Since those beginnings, the program has grown every year, inspiring more lives, creating more experiences, staging ever more ambitious projects to pursue justice in the world with a distinctly Jewish flavor. Because of our success, we now have a formal partnership with Repair the World, a new national Jewish organization dedicated to service.
Our anti-slavery Freedom Shabbat event was celebrated in 20 cities in four countries in its pilot year. Our partnerships with American Jewish World Service and the American Jewish Joint Distribution Committee take our students and young adults around the world each year on service learning experiences as Jewish ambassadors. And when they return? Participation in the Peace Corps, programs with the Jewish service corps AVODAH, Teach for America, AJWS volunteer summers, and leadership positions throughout the Jewish world.
I’m not using social justice as a way to draw young people into the Jewish community out of fear they are disconnecting in droves (which they are). I’m striving to remind our community of one of the reasons Jewish civilization has been so inspiring — the opportunities we have to be a force for good throughout the world.
When the ideas of kindness and justice are at the forefront of modern Judaism rather than a side note, my generation and those after me will have no hesitation to be openly and steadfastly Jewish.
Before all of this started, before I left my life in the business world years ago, I had the opportunity to meet Rabbi Yitzak Greenberg at a conference on young Jewish leadership. I had been frustrated at the level of self-congratulation I saw for simply making an effort to encourage young leadership, and he seemed as good a person as any with whom to address it.
“What’s the goal in the end?” I asked. “Even if we make all these people the luminaries of Jewish life in the future, if they just rehash the same sentiments that haven’t motivated young Jews in the past, don’t we just go the way of the Mayans eventually? A proud, respected civilization that gave its contribution and then faded when its time had passed?”
“Well,” he responded with a wry, rabbinical smile, “you’re the one who’s here. So why don’t you tell me?”
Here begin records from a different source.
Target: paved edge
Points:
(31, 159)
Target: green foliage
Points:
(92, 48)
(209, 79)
And I told him I believed the lessons of Jewish culture and thought and religion offered essential wisdom with which to heal the planet. I replied that joining the determination of the Jewish people with movements for change in the world could be transformative, and in our time. I was there because there is a great beauty and majesty and humility in our faith, and that if we began to act the words of our prayers each morning rather than merely speak them, our call could bring the peace and righteousness the world so desperately needs.
I still believe all these things. The Jewish world is awake to them, too. Groups like Hazon and Rabbis for Human Rights, Not For Sale Campaign and Interfaith Youth Core are some of our partners to create this change in the world. Next year we will have three interns on staff focused on service and social justice to keep up with the participant demand for programs, and I believe demand will continue to increase.
I know if the Jewish world had been offering me opportunities like this when I was a student, I would have asked where to sign up to take on a leadership role. I’ve seen the same with many of our students, and it’s one of the many reasons I stay inspired by and committed to doing this work in the Jewish community. And if you are reading this and have sons or daughters in Seattle between 18-32 years old, send them our way—we’ll likely have something for them to be a part of that very night. Chances are they’ll like it, because the work we do here is pretty amazing.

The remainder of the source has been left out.